The play, originally written by actor Harry Melling to perform himself, is a homeless boy’s odyssey across London, a seventy-minute monologue that brings to mind Beckett, Joyce and contemporary rap. It is delivered – or rather thrust, hurled and fired at the audience - with amazing sustained focus and energy by Darcy Brown. He has sharp, chiselled features that can transform from threatening to sweet, sad vulnerability in an instant.
It is directed by Susie Dee in her jagged, challenging, unrelenting visceral style. It happens on or about Marg Howell’s set that could be and sometimes is a skateboard ramp, a culvert, a car park, a street or the edge of a lake in which Boy, protagonist and narrator of his own life, dips his toe. Andy Turner’s lights show us all those places – and those moments where our solitary Boy is exposed and defenceless in the glare of the porch or hall lights of people who have homes. And behind and under the tale and the odyssey is Bec Mathews’ skilled percussion, right there on stage with Mr Brown, her drums, bells and cymbals driving the action, making sound effects, simulating a heart beat and magically enhancing the tension and the tightening grip on the audience of this Boy’s journey.

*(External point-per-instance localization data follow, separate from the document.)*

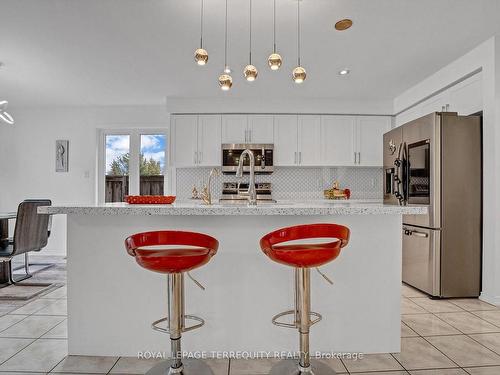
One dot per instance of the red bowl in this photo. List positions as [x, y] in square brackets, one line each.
[149, 199]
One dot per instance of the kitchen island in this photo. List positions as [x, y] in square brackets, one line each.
[112, 301]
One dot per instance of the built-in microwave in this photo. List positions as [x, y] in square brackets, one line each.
[263, 154]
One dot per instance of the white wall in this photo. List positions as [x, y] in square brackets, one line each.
[27, 155]
[278, 105]
[486, 57]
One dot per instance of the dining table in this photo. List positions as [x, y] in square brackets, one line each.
[4, 242]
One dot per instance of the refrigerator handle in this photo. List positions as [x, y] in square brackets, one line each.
[416, 233]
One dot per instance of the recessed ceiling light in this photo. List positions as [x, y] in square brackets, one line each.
[343, 24]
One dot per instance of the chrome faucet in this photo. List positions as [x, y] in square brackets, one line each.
[251, 192]
[206, 192]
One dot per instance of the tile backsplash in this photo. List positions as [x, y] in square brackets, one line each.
[291, 182]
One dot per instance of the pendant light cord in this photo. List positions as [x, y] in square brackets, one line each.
[298, 30]
[201, 25]
[250, 37]
[274, 26]
[225, 46]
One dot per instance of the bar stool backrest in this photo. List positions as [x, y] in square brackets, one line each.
[32, 229]
[302, 232]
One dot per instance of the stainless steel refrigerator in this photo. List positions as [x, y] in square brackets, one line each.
[436, 161]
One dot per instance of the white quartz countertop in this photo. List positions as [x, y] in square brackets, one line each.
[290, 208]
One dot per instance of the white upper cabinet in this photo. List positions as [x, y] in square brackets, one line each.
[309, 140]
[260, 129]
[338, 140]
[235, 129]
[196, 140]
[209, 140]
[285, 140]
[184, 148]
[247, 128]
[299, 140]
[370, 130]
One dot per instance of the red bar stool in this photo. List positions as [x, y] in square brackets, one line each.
[302, 257]
[185, 252]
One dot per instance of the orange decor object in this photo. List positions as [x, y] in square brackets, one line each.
[149, 199]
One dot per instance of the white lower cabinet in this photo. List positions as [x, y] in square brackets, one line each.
[196, 140]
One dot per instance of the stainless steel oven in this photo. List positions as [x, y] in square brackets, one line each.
[263, 153]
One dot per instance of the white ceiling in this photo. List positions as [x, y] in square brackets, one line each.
[125, 52]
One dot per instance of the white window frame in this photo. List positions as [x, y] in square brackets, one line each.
[134, 149]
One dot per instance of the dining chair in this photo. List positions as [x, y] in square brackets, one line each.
[31, 233]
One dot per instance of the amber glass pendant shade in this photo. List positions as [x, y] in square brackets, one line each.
[299, 74]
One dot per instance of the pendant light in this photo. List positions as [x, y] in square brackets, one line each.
[299, 73]
[201, 55]
[274, 59]
[5, 116]
[250, 71]
[225, 79]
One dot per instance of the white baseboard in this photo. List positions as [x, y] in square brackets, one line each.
[494, 300]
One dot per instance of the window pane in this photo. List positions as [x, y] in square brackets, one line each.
[117, 162]
[152, 167]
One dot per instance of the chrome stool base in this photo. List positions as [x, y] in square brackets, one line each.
[291, 367]
[191, 367]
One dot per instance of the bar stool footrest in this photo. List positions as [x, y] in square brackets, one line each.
[190, 367]
[156, 323]
[276, 318]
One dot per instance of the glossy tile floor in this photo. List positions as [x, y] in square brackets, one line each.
[439, 337]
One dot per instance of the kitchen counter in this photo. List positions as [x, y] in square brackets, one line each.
[112, 300]
[301, 208]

The percussionist seems to be Susie Dee’s addition and it is a brilliant decision. The original productions featured dance music. Likewise, the set, lighting and Kelly Ryall’s subtle sound design are completely original to this production.

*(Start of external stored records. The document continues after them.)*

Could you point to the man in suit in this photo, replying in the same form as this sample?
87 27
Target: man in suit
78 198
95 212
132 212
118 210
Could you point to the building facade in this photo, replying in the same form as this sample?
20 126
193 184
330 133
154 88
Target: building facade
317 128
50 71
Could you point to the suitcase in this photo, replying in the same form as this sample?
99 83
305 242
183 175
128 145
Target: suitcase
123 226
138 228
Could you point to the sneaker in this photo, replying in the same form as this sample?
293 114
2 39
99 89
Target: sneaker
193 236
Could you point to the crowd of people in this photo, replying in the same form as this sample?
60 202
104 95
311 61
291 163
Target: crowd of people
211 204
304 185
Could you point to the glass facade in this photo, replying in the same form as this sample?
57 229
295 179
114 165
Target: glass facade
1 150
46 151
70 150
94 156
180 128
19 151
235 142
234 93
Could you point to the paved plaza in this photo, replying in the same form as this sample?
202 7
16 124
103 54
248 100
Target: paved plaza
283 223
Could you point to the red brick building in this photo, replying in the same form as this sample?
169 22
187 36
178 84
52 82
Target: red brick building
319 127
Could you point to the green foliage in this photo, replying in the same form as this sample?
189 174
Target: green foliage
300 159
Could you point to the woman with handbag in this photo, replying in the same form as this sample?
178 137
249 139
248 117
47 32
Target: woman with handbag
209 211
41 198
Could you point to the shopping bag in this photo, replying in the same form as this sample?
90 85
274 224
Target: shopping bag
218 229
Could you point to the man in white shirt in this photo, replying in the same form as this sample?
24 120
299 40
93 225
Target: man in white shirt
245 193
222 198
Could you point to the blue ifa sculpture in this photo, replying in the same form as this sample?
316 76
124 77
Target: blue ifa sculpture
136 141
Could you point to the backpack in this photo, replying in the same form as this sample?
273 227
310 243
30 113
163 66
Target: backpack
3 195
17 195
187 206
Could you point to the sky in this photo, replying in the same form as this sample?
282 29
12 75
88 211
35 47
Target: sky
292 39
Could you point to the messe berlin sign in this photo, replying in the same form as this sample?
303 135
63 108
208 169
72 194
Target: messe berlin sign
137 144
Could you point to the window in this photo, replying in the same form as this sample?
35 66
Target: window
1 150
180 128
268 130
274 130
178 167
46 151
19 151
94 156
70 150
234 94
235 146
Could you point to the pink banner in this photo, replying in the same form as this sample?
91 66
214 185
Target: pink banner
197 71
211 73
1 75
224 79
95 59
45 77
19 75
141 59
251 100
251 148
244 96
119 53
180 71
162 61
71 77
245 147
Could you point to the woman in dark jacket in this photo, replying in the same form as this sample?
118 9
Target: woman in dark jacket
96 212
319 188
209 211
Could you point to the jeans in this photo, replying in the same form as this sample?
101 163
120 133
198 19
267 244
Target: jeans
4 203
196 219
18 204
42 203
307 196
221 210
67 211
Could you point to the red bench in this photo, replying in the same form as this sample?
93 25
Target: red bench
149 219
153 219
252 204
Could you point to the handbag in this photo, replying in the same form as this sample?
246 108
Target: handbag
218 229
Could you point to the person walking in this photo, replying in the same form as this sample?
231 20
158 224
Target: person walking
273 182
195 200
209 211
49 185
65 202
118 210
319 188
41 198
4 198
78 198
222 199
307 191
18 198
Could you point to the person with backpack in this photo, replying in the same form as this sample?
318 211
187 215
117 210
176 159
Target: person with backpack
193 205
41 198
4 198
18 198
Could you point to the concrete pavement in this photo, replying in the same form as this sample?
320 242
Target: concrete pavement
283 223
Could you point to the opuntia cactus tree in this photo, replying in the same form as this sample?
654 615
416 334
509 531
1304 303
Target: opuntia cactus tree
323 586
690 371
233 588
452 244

Boy talks to himself as much as to us. He thinks, he ponders, he castigates himself, he buoys himself up. He works for a scamster and exploiter, ‘Bossman’. Bossman recruits bunches of street kids and shoves them out of his white van around London’s suburbs, equipped with an ID badge, a spiel about being in ‘Boris’s Young Offenders’ Program’ and plastic trays of ‘life’s essentials’ – loo paper, toothpaste, detergents – to peddle door to door. It’s telling that there’s no solidarity among the boys: they’re competing enemies. Boy himself, like the others, we guess, is a scarred survivor of institutions, violence casual and otherwise, and abandonment.
His night wanderings take him from snooty streets where the grand houses of ‘investors’ are empty, to still comfortable tree-lined middle class suburbia. With economic clarity and mimicry, Mr Brown peoples Boy’s monologue with those Boy meets or remembers – Bossman, boys in the white van, an old woman, an Indian shopkeeper, a little girl who asks, ‘What’s the password?’ He escapes the Bossman, stakes out territory in a car park and beds down on concrete. He blindfolds himself with toilet paper. He is heartbreaking.

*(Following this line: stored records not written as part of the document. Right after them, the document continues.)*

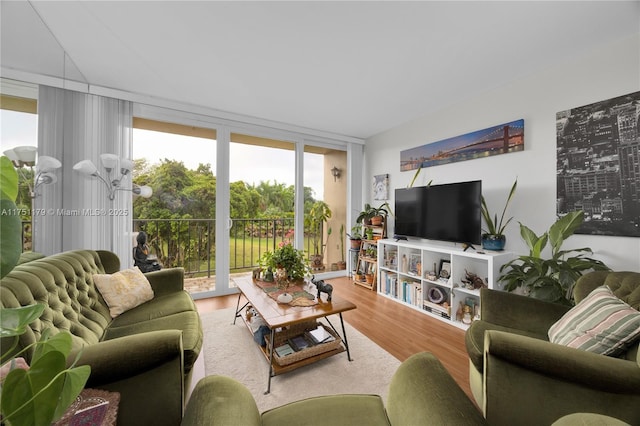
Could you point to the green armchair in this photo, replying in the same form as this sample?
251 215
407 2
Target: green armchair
518 376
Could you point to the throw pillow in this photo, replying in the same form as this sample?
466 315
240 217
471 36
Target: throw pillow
600 323
123 290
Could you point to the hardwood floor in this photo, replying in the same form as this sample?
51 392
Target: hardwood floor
400 330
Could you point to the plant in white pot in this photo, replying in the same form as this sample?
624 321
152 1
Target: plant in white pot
493 237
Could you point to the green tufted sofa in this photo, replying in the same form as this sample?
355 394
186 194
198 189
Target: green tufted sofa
146 354
518 376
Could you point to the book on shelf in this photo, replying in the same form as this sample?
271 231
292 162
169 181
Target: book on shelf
320 335
284 350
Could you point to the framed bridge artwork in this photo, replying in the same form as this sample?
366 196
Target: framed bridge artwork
496 140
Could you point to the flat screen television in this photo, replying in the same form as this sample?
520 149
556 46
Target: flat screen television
449 212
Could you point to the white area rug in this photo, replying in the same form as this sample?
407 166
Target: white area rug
229 350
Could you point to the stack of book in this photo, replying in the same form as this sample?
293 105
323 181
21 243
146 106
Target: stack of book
319 335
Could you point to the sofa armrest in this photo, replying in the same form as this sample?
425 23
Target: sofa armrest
124 357
166 281
522 374
422 389
221 401
519 312
147 371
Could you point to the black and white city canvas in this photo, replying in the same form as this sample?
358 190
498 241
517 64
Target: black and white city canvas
598 165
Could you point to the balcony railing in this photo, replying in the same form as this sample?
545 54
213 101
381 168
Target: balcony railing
191 243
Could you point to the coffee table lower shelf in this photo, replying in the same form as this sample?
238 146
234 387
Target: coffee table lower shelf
281 369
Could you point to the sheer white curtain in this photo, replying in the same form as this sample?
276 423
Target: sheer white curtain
76 212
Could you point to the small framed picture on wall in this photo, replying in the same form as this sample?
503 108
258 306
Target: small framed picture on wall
381 187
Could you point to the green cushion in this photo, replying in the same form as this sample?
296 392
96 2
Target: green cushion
221 401
600 323
188 322
331 410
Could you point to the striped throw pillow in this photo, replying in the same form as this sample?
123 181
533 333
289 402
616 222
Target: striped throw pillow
600 323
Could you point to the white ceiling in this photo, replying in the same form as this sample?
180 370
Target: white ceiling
350 68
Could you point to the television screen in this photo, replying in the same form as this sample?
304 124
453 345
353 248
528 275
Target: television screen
449 212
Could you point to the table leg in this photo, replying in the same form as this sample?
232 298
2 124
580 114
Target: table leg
238 309
344 334
273 344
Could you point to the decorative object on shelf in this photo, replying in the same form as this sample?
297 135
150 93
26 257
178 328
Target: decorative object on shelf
356 236
317 216
493 238
323 287
551 279
45 167
381 187
472 281
113 164
466 317
501 139
367 215
335 172
436 295
445 269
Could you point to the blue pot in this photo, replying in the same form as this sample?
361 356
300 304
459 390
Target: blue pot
493 242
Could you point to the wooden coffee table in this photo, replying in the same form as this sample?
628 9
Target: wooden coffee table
278 316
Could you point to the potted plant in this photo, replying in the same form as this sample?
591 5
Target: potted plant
373 215
550 279
356 236
318 214
287 257
493 238
42 393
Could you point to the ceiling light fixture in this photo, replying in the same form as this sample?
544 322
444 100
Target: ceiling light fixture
45 167
117 169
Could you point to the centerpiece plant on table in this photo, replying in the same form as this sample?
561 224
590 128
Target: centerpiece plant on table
286 257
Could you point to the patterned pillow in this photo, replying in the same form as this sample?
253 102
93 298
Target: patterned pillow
600 323
123 290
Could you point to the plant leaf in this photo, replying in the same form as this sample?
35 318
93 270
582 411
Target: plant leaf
74 381
14 321
60 342
8 180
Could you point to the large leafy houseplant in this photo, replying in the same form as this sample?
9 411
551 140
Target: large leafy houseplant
319 213
41 394
494 226
550 279
287 257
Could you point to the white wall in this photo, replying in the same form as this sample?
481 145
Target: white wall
606 72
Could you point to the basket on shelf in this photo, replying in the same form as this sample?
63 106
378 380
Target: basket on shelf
294 330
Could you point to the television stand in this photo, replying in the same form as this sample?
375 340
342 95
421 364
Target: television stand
434 278
467 246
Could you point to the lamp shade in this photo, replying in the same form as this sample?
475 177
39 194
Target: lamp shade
143 191
86 167
46 178
47 164
11 155
126 166
109 161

He is an isolate, about whom no one cares, muscular yet frail, sleeping rough and waking sick and hungry, carrying sadness and rage like concrete in his vitals, self-hating but defiant, coming close to suicide at moments (the audience holds its breath), but coming back from the brink, the flame of his vitality somehow still burning and a sudden faint hope impelling him on.
Okay, the text can be a little too self-consciously ‘poetic’ at times and a touch derivative at others – although Mr Brown’s concision and energy do carry him through – and the major plot twist depends on a clunky coincidence. But we accept these things at once, such is the fluency of the words, the urgency of the tale and our investment in this Boy’s survival. It is a play that is not easy, not relaxing, not reassuring, but riveting, implacable and finally leaving one limp but rewarded, hoping this kid will find some solace and a better place in the world.
Michael Brindley
(This excellent production has an inexplicably short run so if you are in Melbourne, get there fast.)